How Cloud Custodian compute the filter?

[dehamzah]

In generic filter, we can pass multiple filter parameters to query the resources, is the order of the filter defined matter? How it works behind the scene?

[ajkerrigan]

Short Answer

• Yes, the order matters - filters are evaluated top-down in the order they're defined in the policy
• Each filter sees only the resources that have matched the filters that came before it
• "Put value filters first!" is a good rule of thumb

How Does it Work Behind the Scenes

While the details vary a bit based on a policy's execution mode, eventually custodian calls filter_resources() which loops through filters in order.

Each filter has a chance to trim the list of resources that will be passed into the next filter in the list.

How This Factors Into Policy Authoring

The "cost" of evaluating a filter can vary quite a bit. The generic filters you mentioned already have all the data they need, so they're usually pretty quick and easy to evaluate. Others (like the metrics filter) need to make additional API calls to get the data they need.

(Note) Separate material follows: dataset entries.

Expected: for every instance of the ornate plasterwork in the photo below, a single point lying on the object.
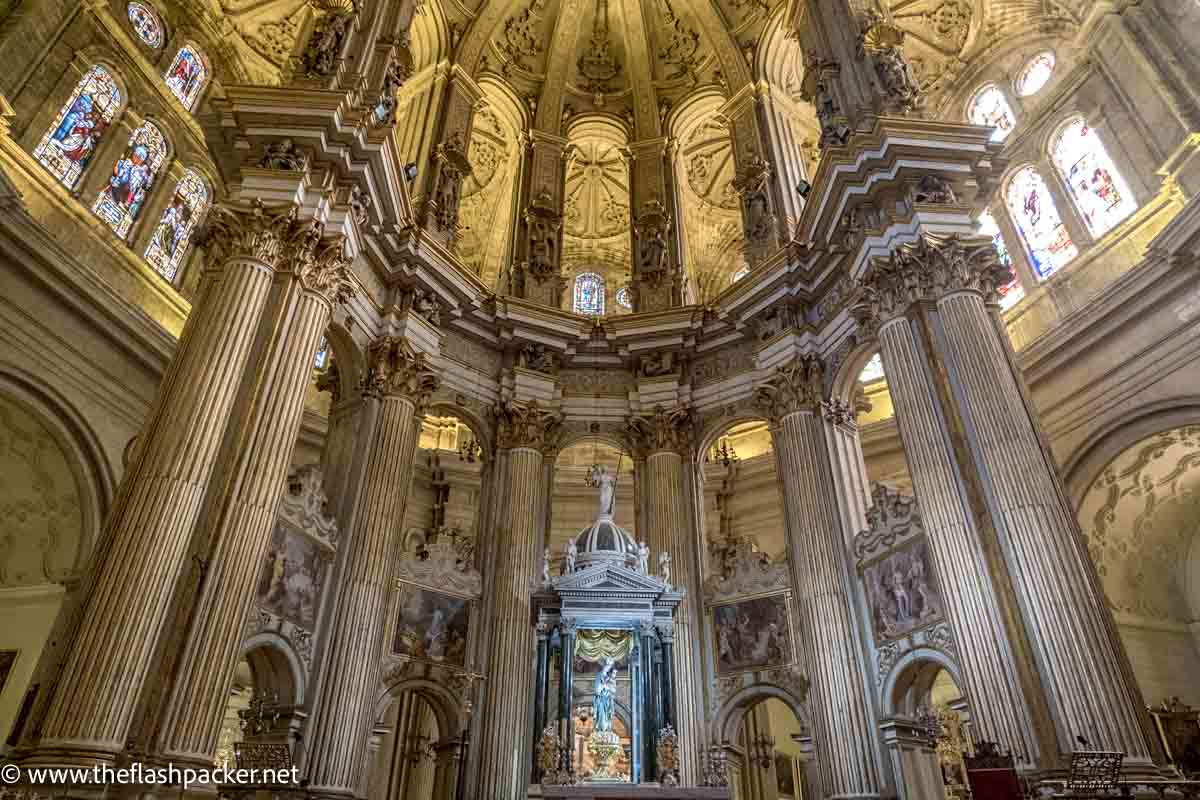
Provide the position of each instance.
(796, 386)
(661, 431)
(304, 505)
(394, 367)
(927, 270)
(1140, 519)
(892, 519)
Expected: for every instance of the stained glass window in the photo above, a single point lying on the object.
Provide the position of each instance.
(168, 244)
(1012, 292)
(1036, 74)
(1099, 192)
(1037, 218)
(589, 294)
(991, 108)
(322, 358)
(120, 203)
(71, 142)
(873, 371)
(145, 24)
(187, 74)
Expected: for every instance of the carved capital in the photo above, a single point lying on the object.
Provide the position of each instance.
(526, 425)
(661, 431)
(258, 232)
(395, 368)
(925, 270)
(319, 262)
(796, 386)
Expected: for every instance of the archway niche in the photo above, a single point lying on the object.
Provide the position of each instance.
(1140, 518)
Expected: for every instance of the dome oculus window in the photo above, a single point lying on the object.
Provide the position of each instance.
(1036, 74)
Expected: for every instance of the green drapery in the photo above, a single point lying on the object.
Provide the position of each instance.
(597, 645)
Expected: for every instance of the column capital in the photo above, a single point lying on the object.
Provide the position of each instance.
(796, 386)
(663, 431)
(395, 368)
(526, 425)
(927, 270)
(257, 232)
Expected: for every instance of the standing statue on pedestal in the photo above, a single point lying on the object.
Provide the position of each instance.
(599, 476)
(605, 696)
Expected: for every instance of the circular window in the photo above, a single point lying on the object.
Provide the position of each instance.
(1036, 74)
(145, 24)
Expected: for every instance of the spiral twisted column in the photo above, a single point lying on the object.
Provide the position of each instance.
(399, 382)
(149, 528)
(505, 727)
(846, 741)
(240, 531)
(663, 439)
(1039, 653)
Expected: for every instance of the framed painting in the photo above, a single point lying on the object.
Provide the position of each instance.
(901, 591)
(432, 626)
(293, 577)
(753, 633)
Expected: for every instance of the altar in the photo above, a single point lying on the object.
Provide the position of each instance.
(604, 708)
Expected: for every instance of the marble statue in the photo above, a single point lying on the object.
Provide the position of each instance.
(605, 696)
(599, 476)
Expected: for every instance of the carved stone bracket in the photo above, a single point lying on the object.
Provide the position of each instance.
(797, 386)
(526, 425)
(661, 431)
(925, 270)
(394, 367)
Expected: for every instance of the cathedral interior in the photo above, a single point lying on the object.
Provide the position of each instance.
(489, 400)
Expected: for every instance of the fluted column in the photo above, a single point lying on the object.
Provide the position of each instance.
(397, 383)
(505, 738)
(847, 753)
(1009, 533)
(149, 529)
(240, 533)
(664, 437)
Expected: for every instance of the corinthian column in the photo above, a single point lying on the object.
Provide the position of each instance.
(505, 729)
(397, 384)
(847, 756)
(1080, 661)
(664, 438)
(150, 525)
(240, 531)
(1037, 557)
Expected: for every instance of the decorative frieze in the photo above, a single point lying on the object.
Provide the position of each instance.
(796, 386)
(925, 270)
(394, 367)
(526, 425)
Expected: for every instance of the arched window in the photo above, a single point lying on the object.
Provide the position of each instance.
(71, 142)
(168, 244)
(1099, 192)
(145, 23)
(991, 108)
(624, 299)
(120, 203)
(1012, 292)
(1036, 74)
(187, 74)
(1037, 218)
(588, 294)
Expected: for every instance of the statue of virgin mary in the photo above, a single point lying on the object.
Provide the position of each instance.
(605, 696)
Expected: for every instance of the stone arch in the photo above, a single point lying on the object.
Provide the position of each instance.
(276, 666)
(913, 675)
(725, 723)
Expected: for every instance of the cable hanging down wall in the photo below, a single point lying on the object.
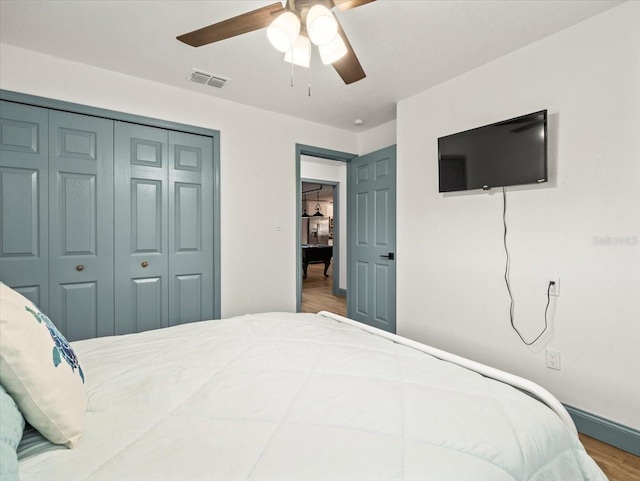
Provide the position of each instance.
(508, 283)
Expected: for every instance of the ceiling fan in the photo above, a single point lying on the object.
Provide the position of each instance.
(291, 28)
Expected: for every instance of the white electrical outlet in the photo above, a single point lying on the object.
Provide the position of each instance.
(553, 359)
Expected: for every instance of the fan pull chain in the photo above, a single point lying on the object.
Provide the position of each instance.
(309, 75)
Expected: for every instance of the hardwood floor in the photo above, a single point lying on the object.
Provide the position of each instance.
(317, 292)
(317, 295)
(618, 465)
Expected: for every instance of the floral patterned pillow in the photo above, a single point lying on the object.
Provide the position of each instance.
(40, 371)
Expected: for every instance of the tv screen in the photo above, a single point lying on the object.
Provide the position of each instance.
(511, 152)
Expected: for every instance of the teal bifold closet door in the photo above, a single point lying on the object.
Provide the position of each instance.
(24, 163)
(163, 227)
(81, 224)
(190, 228)
(141, 228)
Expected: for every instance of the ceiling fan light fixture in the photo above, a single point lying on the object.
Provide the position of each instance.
(300, 54)
(333, 51)
(283, 31)
(321, 25)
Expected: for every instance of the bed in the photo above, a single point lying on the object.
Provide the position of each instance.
(281, 396)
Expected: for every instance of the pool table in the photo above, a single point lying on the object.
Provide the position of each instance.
(316, 254)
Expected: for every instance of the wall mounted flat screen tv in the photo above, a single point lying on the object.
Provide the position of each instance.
(511, 152)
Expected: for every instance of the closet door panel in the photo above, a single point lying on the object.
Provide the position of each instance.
(24, 158)
(141, 228)
(190, 227)
(81, 224)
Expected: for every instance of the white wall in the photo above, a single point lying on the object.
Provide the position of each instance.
(320, 169)
(451, 291)
(257, 164)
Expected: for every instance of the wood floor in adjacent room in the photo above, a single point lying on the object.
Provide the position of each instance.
(317, 296)
(317, 292)
(618, 465)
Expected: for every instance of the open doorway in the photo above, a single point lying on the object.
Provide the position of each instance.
(320, 247)
(322, 213)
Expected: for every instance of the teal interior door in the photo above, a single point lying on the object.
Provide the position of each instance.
(190, 228)
(372, 239)
(141, 232)
(80, 224)
(24, 210)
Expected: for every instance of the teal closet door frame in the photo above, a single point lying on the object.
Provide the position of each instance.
(214, 216)
(24, 206)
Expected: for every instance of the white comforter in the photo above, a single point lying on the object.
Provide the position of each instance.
(298, 397)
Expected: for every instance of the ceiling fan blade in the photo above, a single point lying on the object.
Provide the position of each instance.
(348, 67)
(245, 23)
(342, 5)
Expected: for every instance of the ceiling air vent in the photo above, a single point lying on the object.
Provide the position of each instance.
(204, 78)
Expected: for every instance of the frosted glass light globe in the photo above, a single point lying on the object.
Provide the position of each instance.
(321, 25)
(283, 31)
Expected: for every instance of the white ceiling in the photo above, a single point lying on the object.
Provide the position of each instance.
(404, 47)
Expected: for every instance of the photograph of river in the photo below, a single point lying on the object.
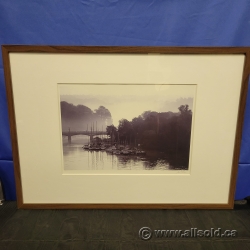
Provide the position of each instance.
(126, 126)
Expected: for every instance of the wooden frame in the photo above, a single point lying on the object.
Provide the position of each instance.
(8, 49)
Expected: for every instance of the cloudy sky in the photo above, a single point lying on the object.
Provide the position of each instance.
(129, 101)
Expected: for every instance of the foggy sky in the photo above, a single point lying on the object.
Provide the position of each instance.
(129, 101)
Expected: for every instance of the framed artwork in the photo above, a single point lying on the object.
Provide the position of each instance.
(125, 127)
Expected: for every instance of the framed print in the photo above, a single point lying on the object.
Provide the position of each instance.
(126, 127)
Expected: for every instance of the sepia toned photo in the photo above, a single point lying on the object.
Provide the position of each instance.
(126, 127)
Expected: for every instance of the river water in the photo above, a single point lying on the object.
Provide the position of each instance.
(77, 158)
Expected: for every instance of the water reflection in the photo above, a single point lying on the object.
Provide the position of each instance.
(76, 158)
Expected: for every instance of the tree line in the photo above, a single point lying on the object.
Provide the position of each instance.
(168, 132)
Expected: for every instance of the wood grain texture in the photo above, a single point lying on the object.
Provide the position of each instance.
(125, 50)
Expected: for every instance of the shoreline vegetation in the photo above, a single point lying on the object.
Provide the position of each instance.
(164, 135)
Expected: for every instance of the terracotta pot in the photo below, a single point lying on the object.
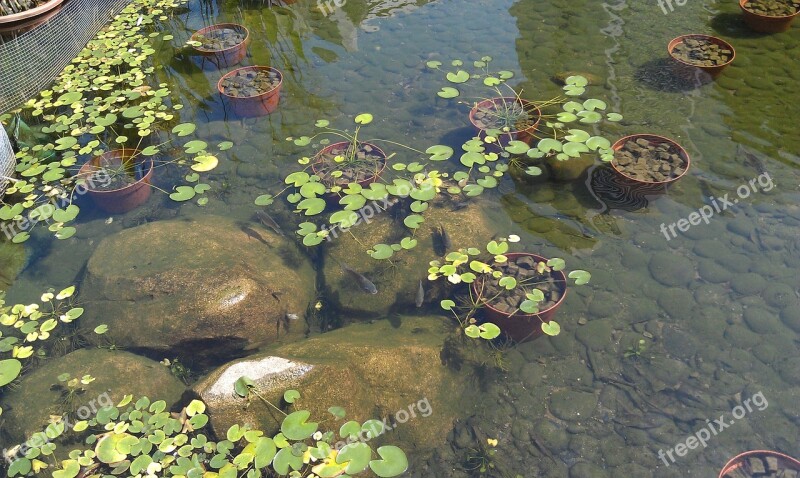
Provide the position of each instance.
(764, 23)
(689, 70)
(8, 21)
(258, 105)
(653, 139)
(526, 135)
(521, 327)
(228, 56)
(739, 461)
(343, 145)
(123, 199)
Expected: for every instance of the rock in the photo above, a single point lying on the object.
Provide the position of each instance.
(173, 287)
(671, 270)
(398, 285)
(372, 370)
(116, 374)
(572, 405)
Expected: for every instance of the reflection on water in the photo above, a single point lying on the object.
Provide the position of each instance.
(717, 306)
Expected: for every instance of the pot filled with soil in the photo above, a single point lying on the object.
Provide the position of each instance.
(224, 44)
(252, 90)
(502, 307)
(769, 16)
(762, 464)
(649, 160)
(705, 53)
(516, 117)
(119, 180)
(338, 165)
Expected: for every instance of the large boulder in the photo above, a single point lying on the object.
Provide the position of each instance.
(210, 285)
(40, 395)
(373, 370)
(398, 283)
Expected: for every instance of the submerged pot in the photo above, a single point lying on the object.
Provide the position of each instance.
(689, 70)
(766, 23)
(525, 135)
(224, 57)
(522, 327)
(740, 463)
(257, 105)
(123, 199)
(344, 145)
(653, 140)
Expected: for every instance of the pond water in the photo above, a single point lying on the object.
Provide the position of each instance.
(717, 305)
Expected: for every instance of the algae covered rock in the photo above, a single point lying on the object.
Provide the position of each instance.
(115, 375)
(207, 285)
(397, 283)
(390, 373)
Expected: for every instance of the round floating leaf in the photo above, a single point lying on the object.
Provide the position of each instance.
(448, 92)
(205, 163)
(551, 328)
(182, 193)
(363, 118)
(9, 370)
(184, 129)
(381, 251)
(459, 77)
(264, 200)
(296, 427)
(581, 277)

If we're looking at unused RDS instances for example, this filter setup has to fetch CloudWatch metrics for all RDS instances:

filters:
  - type: metrics
    name: DatabaseConnections
    days: 14
    value: 0
    op: equal
  - type: value
    value_type: age
    key: InstanceCreateTime
    value: 21
    op: gte

While this one only has to fetch metrics for instances that are over 21 days old, making it a more efficient policy:

filters:
  - type: value
    value_type: age
    key: InstanceCreateTime
    value: 21
    op: gte
  - type: metrics
    name: DatabaseConnections
    days: 14
    value: 0
    op: equal

So as a rule of thumb... put those value filters first!

Note: If you have two different value filters, the order doesn't typically matter so much. So go with whatever makes the policy the most readable/sensible to you and your fellow policy readers/writers.